Melicia Whitt-Glover, executive director of the Center of Excellence for the Elimination of Healthcare Disparities, served on the 2018 Physical Guidelines Advisory Committee for U.S. Department of Health & Human Services. DHHS recently published the second edition of its “Physical Activity Guidelines for Americans.”
Christopher York, adjunct faculty in the Department of Occupational Therapy, has received the department’s 2018 Teaching Excellence Award. York teaches an anatomy course offered in partnership with the Wake Forest University School of Medicine. He was chosen by the 2018 Master of Science in Occupational Therapy graduating class.
Latoya Wiley, director of Budget and Analysis, has been chosen the October WSSU Staff Senate Employee of the Month. The award was created by the Staff Senate Employee Recognition Committee.
Beth Fain, assistant professor of OT, was a presenter at the Greater Winston-Salem Chamber of Commerce’s 17th annual Tech Briefing. The annual event, held at the Robert L. Strickland Center on Nov. 13, highlights innovators in Winston-Salem.
Foster Forrest, assistant director of public services for the C.G. O’Kelly Library, was the keynote speaker at the 2018 Access Services Conference held at the Georgia Tech Conference Center in Atlanta Nov. 14-16.
Lynn Millar, chair of the Department of Physical Therapy, was interviewed for an article in Reader’s Digest. The article focused on proven remedies for fast pain relief.
Socerey Speas, associate professor in the Department of Communications and Media Studies, was the keynote speaker at the Davie County NAACP annual Freedom Fund Banquet.
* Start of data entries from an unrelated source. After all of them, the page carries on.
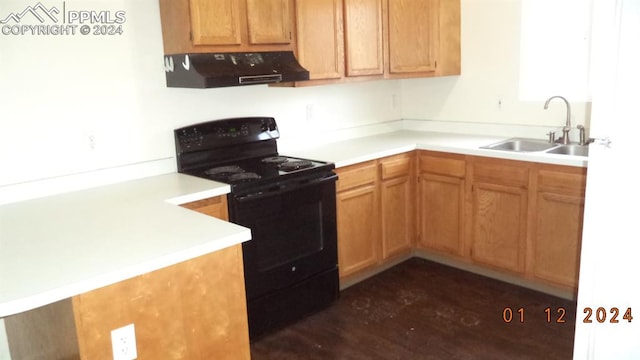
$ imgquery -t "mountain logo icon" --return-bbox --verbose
[0,2,60,24]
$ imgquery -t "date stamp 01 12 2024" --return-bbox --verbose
[502,307,633,324]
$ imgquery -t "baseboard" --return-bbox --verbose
[413,249,577,300]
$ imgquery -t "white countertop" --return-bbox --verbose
[0,173,251,318]
[295,130,588,167]
[0,130,587,318]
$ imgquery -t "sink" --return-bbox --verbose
[545,145,589,156]
[480,138,589,156]
[480,138,558,152]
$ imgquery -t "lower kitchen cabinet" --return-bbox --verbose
[336,150,586,291]
[379,153,415,260]
[531,166,586,288]
[336,153,415,279]
[470,158,529,273]
[181,196,229,221]
[73,245,250,360]
[417,151,466,256]
[72,196,250,360]
[336,161,380,278]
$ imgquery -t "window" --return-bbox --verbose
[520,0,592,101]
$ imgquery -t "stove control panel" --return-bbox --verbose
[174,117,280,153]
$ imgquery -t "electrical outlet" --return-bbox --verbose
[111,324,138,360]
[306,104,316,122]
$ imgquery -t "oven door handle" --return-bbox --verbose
[234,173,338,202]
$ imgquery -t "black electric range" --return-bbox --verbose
[174,117,339,341]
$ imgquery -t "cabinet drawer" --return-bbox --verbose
[538,169,587,196]
[380,154,411,180]
[181,195,229,220]
[420,153,466,178]
[336,161,376,191]
[473,160,529,188]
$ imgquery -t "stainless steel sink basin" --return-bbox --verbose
[480,138,589,156]
[481,138,558,152]
[545,145,589,156]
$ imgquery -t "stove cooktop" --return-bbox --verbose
[189,154,334,187]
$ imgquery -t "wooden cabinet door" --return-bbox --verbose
[533,192,584,288]
[337,184,380,277]
[417,151,466,256]
[344,0,384,76]
[471,183,527,273]
[532,166,586,288]
[296,0,344,80]
[246,0,293,45]
[418,173,465,256]
[388,0,444,74]
[189,0,246,45]
[379,154,416,260]
[380,176,415,260]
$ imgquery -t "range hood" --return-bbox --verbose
[164,51,309,88]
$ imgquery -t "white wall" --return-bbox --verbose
[0,0,590,204]
[402,0,590,133]
[0,0,401,203]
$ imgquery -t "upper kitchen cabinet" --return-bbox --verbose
[296,0,384,85]
[296,0,344,80]
[387,0,460,78]
[295,0,460,85]
[160,0,295,54]
[344,0,384,76]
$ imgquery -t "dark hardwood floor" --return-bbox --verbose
[251,258,576,360]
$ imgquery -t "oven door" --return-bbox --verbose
[229,172,338,300]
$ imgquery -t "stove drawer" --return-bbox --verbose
[336,160,377,191]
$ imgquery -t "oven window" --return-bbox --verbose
[251,202,323,272]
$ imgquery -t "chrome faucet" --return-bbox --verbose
[544,95,571,145]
Faculty from the Department of History, Politics and Social Justice were speakers at the American Society of Criminology’s Annual Conference in Atlanta Nov. 13-16. Denise Nation, co-chair of the department an assistant professor, spoke on “Occupational Perceptions – From the Lens of Female Law Enforcement Officers: A Qualitative Analysis.” Jack Monell, associate professor and program coordinator of justice studies, spoke on policing minorities and the perception of police. Radscheda Nobles, assistant professor, chaired a roundtable session titled: “Collateral consequences: An In-depth Look at Challenges beyond the Sentence and Release” and spoke in three other roundtable discussions.
Sport Management Program
A team of four WSSU sport management students earned first place in the case study competition at the annual North Carolina Alliance for Athletics, Health, Physical Education, Recreation, Dance - Sports Management (NCAAHPERD-SM) Convention. WSSU’s team members were: Javondre Cole, a freshman from Portland, Oregon; Jojuan McCorke, a junior from Winston-Salem; Cameron Morris, a junior from Charlotte; and Erin Thompson, a junior from Hillsborough.
Also at the conference, Fatima Jackson, a senior from Prince George’s County, Maryland, finished second place in the “Sports Management Student of the Year” competition. For the competition, Jackson submitted a video resume highlighting achievements related to the sports management industry. Nine WSSU sport management students attended the convention, which was held Nov. 1-3 in Winston-Salem.
Simon Green Atkins Scholars Society
Sydney Sutton-Hyman, a senior biology major from Greensboro, won first place in the poster competition at the National Association of African American Honors Programs Conference. Sutton-Hyman’s poster detailed her research on mammary tumor cell line. The conference was held in Concord Nov. 14-17. Sutton-Hyman is the president of the Simon Green Atkins Scholars Society and a research assistant for Dr. Stephanie Dance-Barnes.
Department of Computer Science
Two WSSU computer science majors attended the Sixth annual UNCF HBCU Innovation Summit in Silicon Valley on Oct. 10-13. Alexus Deese, a senior from Charlotte, and Joel Evans, a senior from Durham, were among 150 HBCU students chosen for the summit. UNCF covered all expenses for the summit. The summit included a tech company tours, startup tech entrepreneurship workshops, and career fairs. The program is open to HBCU students in technology fields.